In quel momento il volto di Carl era come quello di una statua. Si alzò in piedi, oscillando incerto, fissando Saul mentre arretrava, scuotendo la testa. Con una mano toccò la piastra della porta, riversando la luce fosforica nella stanza oscurata.
Dal corridoio, Carl continuò a fissarlo fino a quando la porta non si fu di nuovo chiusa, escludendo la visuale, ma non l'immagine.
Un istante dopo, Saul sollevò lo sguardo verso il soffitto.
Oh, ti conosco, Ado-shem si disse, pensando al barbuto Dio di Abramo dall'occhio feroce. Stamattina ho aperto il tuo dono, ho lacerato la carta dell'imballaggio, e ho guardato dentro. E giusto adesso ho fatto vedere la sua temibile bellezza a un uomo che un tempo mi era amico.
Dapprima sembra un bellissimo dono. Come la roccia dalla quale scorreva l'acqua per i bambini degli ebrei nel deserto. Ma tu ed io lo sappiamo che dentro la scatola c'è un'altra scatola, e un'altra ancora, all'infinito.
Ed io non sono per nulla più vicino a una risposta alla domanda fondamentale, vero? Da dove è venuta la vita di Halley? Le comete hanno seminato la Terra molto tempo fa? Oppure noi siamo soltanto i più recenti invasori di questo piccolo mondo? Come ha potuto succedere tutto questo, in primo luogo?
Non c'era nessuna risposta, naturalmente.
Saul sorrise, con lo sguardo rivolto verso l'alto, attraverso mezzo miglio di ghiaccio roccioso, in direzione delle stelle.
Oh, sì, potrai goderti il tuo scherzo.
CARL
Carl e Virginia sedevano rigidi su due sedie a rete accostate l'una accanto all'altra. La ruota-G si era guastata molti anni prima e i sottili effetti collaterali della costante permanenza a bassa gravità erano palesi. Il salone era deserto, salvo per loro due. La vivida parete «climatica» scorreva via inosservata.
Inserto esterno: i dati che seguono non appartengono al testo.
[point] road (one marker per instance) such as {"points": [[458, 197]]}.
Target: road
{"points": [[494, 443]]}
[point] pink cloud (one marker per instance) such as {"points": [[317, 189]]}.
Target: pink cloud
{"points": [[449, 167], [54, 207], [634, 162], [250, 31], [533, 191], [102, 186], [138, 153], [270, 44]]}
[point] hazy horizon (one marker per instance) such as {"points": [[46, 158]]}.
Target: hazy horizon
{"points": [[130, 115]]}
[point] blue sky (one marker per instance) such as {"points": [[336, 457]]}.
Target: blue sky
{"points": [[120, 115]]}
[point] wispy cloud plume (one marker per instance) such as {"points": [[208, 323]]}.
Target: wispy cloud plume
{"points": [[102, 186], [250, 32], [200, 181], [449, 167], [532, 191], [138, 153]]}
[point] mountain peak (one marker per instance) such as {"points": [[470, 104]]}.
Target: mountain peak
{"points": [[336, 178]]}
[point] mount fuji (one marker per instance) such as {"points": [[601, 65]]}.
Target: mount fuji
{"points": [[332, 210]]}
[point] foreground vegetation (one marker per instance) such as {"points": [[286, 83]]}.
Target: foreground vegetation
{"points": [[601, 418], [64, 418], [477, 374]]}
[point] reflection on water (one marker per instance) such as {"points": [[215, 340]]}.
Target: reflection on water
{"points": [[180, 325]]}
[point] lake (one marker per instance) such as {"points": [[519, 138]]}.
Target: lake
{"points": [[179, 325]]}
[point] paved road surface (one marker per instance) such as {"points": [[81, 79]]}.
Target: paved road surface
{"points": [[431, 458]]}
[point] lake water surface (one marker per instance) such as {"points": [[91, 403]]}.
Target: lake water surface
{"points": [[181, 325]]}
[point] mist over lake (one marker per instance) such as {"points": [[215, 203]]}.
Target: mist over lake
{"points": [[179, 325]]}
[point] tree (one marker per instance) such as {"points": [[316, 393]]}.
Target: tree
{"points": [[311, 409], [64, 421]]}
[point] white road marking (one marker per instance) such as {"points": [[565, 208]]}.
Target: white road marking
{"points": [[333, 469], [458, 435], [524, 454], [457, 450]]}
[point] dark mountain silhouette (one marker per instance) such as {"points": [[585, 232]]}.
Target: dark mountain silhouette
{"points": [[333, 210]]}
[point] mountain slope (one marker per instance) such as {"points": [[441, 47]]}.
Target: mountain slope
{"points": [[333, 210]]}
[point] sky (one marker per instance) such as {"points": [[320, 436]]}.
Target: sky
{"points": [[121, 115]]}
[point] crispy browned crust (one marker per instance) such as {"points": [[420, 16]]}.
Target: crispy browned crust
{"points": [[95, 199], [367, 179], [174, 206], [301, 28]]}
Un sonnacchioso cammello avanzava ballonzolando lentamente lungo il crinale d'una lontana duna.
— Quello che intendo dire — dichiarò Carl, con franchezza, — è: tu pensi che abbia tutte le rotelle a posto?
— Ma certamente. Saul è perfettamente a posto — rispose lei, indignata, la tensione era ben visibile nel suo linguaggio corporeo.
Devo ricordarmi che lei ama davvero quell'individuo pensò Carl. E va bene, sarò diplomatico. — Sono preoccupato per la sua… salute.
Virginia non era affatto disposta ad accettare niente del genere.